Vanni: “L’arte non si censura”. Scoppia il caso sull’Uomo Vitruviano nella sigla olimpica Rai
13-02-2026 15:12 -
«L’arte non si censura, non si modifica per adattarla alle sensibilità del momento. Si contestualizza, si spiega, si valorizza». Con queste parole il sindaco di Vinci, Daniele Vanni, interviene sulla polemica che nelle ultime ore ha investito la Rai e la sigla dei Giochi Olimpici di Milano-Cortina 2026.
Al centro del caso c’è l’Uomo Vitruviano di Leonardo da Vinci, uno dei simboli più riconoscibili del Rinascimento, che nella grafica trasmessa dalla Rai apparirebbe privo dei genitali. Una modifica che, secondo le opposizioni, configurerebbe una forma di censura.
L’intervento del sindaco di Vinci Vanni parla di «profonda attenzione e preoccupazione» per quanto emerso sulla stampa. «Leonardo da Vinci rappresenta un patrimonio universale, ma per noi è prima di tutto identità, storia e responsabilità.
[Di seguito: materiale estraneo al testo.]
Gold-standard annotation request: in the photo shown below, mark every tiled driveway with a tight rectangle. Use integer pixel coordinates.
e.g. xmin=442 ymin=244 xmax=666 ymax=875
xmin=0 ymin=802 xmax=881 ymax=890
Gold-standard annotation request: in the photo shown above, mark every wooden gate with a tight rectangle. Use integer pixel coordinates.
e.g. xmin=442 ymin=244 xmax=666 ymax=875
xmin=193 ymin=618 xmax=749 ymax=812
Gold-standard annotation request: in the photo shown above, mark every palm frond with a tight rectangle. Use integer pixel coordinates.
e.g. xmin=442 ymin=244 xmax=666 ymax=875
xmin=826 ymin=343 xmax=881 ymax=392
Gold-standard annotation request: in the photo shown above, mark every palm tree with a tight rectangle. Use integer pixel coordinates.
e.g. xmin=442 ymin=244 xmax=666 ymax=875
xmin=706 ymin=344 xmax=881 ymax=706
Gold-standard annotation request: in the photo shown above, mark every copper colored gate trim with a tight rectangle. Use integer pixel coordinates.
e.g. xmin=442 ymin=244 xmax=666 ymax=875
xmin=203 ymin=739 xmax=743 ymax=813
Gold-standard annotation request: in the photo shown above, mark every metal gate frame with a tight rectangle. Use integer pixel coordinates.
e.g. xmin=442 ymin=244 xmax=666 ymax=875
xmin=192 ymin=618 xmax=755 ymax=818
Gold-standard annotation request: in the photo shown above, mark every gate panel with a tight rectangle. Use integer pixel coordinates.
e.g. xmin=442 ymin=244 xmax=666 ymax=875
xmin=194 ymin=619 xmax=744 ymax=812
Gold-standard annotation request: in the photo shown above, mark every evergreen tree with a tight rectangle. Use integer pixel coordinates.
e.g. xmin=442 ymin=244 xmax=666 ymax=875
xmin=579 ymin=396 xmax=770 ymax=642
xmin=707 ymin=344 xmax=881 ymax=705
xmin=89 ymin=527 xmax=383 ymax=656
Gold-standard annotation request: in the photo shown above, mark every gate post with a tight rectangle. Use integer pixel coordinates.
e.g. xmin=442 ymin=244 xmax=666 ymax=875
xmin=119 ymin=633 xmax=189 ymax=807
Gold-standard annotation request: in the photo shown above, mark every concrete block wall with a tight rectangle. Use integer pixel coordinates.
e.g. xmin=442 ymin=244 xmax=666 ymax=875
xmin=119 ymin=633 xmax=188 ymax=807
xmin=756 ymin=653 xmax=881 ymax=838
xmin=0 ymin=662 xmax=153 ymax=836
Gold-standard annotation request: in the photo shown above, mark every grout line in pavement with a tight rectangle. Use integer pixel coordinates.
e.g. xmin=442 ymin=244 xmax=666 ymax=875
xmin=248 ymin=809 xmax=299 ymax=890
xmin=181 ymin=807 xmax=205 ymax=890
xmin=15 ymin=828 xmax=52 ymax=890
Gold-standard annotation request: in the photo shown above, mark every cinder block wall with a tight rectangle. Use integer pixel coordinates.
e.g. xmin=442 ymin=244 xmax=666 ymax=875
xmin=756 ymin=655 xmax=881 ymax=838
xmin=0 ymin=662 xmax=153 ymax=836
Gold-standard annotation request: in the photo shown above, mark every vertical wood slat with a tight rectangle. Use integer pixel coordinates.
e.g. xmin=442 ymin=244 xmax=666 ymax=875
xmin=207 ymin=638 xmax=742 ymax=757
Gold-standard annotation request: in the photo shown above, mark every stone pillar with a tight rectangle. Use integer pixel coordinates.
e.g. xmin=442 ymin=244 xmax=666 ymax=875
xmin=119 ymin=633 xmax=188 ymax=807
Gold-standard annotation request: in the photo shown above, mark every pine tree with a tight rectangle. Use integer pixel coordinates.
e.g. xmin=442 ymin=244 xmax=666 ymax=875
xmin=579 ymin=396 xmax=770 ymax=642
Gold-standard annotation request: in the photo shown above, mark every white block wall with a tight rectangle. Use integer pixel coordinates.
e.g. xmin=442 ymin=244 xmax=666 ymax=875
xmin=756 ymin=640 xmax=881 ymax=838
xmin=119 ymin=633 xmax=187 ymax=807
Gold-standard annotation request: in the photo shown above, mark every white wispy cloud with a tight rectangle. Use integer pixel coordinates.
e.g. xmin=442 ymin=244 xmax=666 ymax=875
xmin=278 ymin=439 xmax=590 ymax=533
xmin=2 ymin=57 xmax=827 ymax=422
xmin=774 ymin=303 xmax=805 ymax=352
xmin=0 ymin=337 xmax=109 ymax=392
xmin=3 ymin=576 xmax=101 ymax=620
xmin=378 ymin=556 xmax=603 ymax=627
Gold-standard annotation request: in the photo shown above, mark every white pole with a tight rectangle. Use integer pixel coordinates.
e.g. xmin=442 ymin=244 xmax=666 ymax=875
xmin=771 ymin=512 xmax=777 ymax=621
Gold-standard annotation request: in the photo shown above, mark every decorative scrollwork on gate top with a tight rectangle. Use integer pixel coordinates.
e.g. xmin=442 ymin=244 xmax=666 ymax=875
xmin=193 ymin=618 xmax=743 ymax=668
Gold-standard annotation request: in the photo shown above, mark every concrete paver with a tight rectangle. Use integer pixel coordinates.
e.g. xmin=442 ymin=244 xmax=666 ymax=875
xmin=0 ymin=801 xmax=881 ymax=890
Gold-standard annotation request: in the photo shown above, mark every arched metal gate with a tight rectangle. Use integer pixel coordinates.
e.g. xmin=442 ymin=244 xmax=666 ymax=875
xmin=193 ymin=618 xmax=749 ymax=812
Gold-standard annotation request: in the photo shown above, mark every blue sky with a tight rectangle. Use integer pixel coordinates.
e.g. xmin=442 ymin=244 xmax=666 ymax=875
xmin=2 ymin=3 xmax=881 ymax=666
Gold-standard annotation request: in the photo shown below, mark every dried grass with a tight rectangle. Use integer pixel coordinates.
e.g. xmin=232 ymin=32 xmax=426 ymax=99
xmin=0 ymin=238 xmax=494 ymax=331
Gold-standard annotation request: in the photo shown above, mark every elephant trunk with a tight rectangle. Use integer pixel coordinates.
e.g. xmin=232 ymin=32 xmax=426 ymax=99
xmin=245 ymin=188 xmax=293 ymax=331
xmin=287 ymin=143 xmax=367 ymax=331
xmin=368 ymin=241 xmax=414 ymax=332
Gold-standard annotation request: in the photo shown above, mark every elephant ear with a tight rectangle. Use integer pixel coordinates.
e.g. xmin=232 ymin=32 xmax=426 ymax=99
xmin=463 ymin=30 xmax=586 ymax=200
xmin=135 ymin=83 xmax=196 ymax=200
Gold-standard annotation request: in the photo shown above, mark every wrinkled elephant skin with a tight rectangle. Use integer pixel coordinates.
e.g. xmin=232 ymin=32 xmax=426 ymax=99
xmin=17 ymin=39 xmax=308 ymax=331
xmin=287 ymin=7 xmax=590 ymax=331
Vinci è la sua città natale e custodisce con orgoglio la memoria del Genio, promuovendone l’opera e il pensiero nel pieno rispetto della sua integrità artistica e culturale».
Il sindaco sottolinea il valore simbolico dell’opera: «L’Uomo Vitruviano non è soltanto un disegno celebre: è il simbolo dell’armonia tra arte e scienza e tra uomo e natura. Ogni intervento che ne alteri l’originalità rischia di trasmettere un messaggio sbagliato e di indebolire il valore autentico dell’opera».
E aggiunge un passaggio che assume un chiaro significato politico e culturale: «Il servizio pubblico ha il compito di promuovere la cultura nella sua verità storica, non di rielaborarla».
Vanni ricorda inoltre che a Vinci è esposta la scultura dell’Uomo Vitruviano realizzata da Mario Ceroli, «un’opera che reinterpreta il capolavoro leonardiano mantenendone intatto il significato simbolico e universale», a dimostrazione – afferma – che «si può dialogare con i grandi maestri senza snaturarli».
A rilanciare il caso è stato un articolo de Il Fatto Quotidiano, che riprende quanto evidenziato dal Corriere della Sera: nella sigla dei Giochi Olimpici di Olimpiadi Milano-Cortina 2026, trasmessa dalla Rai, l’immagine del celebre disegno apparirebbe modificata.
Il Partito Democratico ha chiesto chiarimenti sull’eventuale autorizzazione alla messa in onda di una versione alterata dell’opera, domandando se il direttore di Rai Sport abbia dato il via libera e annunciando un’interrogazione parlamentare al ministro della Cultura. I dem chiedono inoltre se la Direzione dei Musei Reali di Torino, che tutela il disegno originale, fosse informata e abbia autorizzato eventuali modifiche.
Anche il Movimento 5 Stelle ha attaccato duramente, parlando di «censura» e di un episodio che, a loro dire, rappresenterebbe un passo indietro culturale.
La replica della Rai La Rai ha respinto le accuse definendole «polemica pretestuosa» e parlando di «fake news». L’azienda ha precisato che la sigla e l’intero pacchetto grafico dei Giochi non sono realizzati dal servizio pubblico italiano, ma prodotti e distribuiti da Olympic Broadcasting Services, organismo ufficiale del Comitato olimpico internazionale.
Secondo la Rai, i contenuti sono forniti in modo identico a tutte le emittenti titolari dei diritti nel mondo e devono essere trasmessi secondo standard internazionali condivisi, senza possibilità di modifica.
La vicenda, al di là delle responsabilità tecniche, riapre un tema più ampio: come l’Italia presenta al mondo il proprio patrimonio culturale in occasione di eventi globali. Proprio questo è il punto su cui insiste il sindaco Vanni: «L’Italia, in occasione di un evento internazionale come le Olimpiadi, deve presentarsi al mondo con l’autenticità e la forza del proprio patrimonio culturale. Leonardo appartiene all’umanità intera, ma la responsabilità di custodirlo è anche nostra».